Here is an excerpt of an interview I had with local literary editor Alison Dickson. Find the rest at ~Prof. Jenn

5 Questions: Allison M. Dickson          Interviewer: Jenn Zuko Boughn

1)    How did you get into the editing gig? Do you like it? How does it compare to being a writer?

It really started in college, when I was always the go-to girl in peer editing groups in various writing classes. The act of editing has always come very naturally to me. Having an “ear” for another person’s voice is part of it, but I truly enjoy seeking out errors and looking for compelling ways to express something more visually. After college, I started doing beta reading for some writer friends and one of them was so impressed and suggested that I should consider looking for ways to get paid to do it. That stuck with me.
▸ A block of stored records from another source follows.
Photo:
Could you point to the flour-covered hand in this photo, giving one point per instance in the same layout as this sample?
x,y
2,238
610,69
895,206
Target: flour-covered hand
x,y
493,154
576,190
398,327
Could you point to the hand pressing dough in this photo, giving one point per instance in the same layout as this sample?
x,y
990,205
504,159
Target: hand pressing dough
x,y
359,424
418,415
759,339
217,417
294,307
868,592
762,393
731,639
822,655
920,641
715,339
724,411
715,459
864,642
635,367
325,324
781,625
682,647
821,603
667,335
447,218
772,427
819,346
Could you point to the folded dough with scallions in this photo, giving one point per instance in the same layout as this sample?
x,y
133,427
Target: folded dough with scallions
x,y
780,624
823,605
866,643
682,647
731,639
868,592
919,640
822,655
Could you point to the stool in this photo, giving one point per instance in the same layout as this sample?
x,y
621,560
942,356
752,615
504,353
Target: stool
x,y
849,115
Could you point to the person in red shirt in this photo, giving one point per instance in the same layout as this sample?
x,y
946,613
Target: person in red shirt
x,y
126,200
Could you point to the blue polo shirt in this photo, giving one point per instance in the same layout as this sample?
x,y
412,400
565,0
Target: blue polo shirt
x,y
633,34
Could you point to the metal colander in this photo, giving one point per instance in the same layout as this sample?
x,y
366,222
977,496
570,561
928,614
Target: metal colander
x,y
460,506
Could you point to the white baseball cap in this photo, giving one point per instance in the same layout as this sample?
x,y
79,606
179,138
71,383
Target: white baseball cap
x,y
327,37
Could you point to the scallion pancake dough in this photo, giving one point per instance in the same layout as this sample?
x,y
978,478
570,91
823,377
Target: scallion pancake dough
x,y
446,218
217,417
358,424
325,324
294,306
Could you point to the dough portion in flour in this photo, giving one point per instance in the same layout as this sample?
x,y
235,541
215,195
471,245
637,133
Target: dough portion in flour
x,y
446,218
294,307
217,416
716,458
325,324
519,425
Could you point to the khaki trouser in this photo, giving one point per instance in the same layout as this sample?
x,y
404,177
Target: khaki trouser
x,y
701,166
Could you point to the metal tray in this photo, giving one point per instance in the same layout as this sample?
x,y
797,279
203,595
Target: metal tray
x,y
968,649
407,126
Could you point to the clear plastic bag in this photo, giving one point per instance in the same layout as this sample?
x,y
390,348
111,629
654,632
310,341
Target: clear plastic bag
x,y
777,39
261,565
Since I was a stay-at-home mom in need of additional income, and I loved doing it, I figured why not give it a go? I started researching the freelance editing market, getting a feel for the services other companies offered, as well as thinking of ways I could set myself apart from the pack. Eventually, Allison Edits was born. The little company has undergone some adjustments since its inception, and there have been some moments when I’ve asked myself what the heck I’ve gotten myself into, but overall, I have found it to be rewarding. Overall, I bill myself as a “boutique” service. I don’t have a staff or a fancy uploader on my site. Instead, what you get is me devoting as much time and effort as possible into delivering the best edit for your work and making you feel more confident as you wade through the process of getting published. It’s a jungle out there.
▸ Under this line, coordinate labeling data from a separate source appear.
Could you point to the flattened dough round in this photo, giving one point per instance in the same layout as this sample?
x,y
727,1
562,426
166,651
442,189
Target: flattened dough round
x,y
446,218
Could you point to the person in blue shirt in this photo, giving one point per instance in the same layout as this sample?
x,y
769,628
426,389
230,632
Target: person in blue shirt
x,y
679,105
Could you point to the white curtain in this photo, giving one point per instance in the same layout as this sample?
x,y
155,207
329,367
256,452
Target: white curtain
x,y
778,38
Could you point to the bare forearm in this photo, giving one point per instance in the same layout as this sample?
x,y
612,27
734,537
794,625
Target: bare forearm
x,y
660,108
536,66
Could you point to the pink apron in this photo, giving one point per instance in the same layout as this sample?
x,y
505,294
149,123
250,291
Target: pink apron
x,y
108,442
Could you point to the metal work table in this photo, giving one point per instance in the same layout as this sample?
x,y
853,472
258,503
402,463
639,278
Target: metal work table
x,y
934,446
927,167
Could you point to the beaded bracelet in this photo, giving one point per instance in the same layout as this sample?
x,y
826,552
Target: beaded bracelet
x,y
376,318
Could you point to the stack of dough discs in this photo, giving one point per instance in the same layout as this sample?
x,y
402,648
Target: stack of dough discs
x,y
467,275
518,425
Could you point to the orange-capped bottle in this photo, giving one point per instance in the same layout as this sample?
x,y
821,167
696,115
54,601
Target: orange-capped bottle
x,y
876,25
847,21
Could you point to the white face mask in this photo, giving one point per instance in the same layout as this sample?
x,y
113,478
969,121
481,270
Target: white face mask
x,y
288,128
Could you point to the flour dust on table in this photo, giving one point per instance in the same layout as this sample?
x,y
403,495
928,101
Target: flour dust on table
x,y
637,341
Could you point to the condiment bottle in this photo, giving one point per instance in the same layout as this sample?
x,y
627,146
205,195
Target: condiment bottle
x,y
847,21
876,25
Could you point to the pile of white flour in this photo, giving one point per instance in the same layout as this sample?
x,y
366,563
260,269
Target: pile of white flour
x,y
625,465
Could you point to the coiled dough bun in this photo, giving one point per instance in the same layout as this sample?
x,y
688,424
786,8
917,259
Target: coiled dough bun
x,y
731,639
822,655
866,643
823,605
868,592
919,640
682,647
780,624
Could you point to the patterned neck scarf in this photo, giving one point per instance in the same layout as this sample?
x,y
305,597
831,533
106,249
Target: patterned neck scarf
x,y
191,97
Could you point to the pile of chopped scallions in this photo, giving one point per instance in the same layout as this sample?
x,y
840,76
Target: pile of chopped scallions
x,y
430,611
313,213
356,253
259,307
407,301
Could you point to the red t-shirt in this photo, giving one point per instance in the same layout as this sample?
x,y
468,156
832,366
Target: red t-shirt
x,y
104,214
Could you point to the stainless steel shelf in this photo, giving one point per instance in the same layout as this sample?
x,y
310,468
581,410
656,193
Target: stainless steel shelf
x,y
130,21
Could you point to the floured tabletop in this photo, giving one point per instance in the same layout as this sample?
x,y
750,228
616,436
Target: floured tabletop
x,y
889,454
Unfortunately, editing takes time away from my writing. I find that when I’m in the course of a hard edit, I’m devoting most of my creative energies to the client. And that’s fine. But I’ve never been able to edit and write in tandem. However, I have found that editing someone else’s work has often given me the inspiration or energy to tackle my own projects again after I’ve finished. And when I do, I find that I write better. I recommend all writers network with other folks in the craft so that they have the opportunity to beta read and edit other writing, even free of charge. It’s easier to see shortcomings in other people’s work than it is your own, and so it’s a priceless educational experience in what not to do.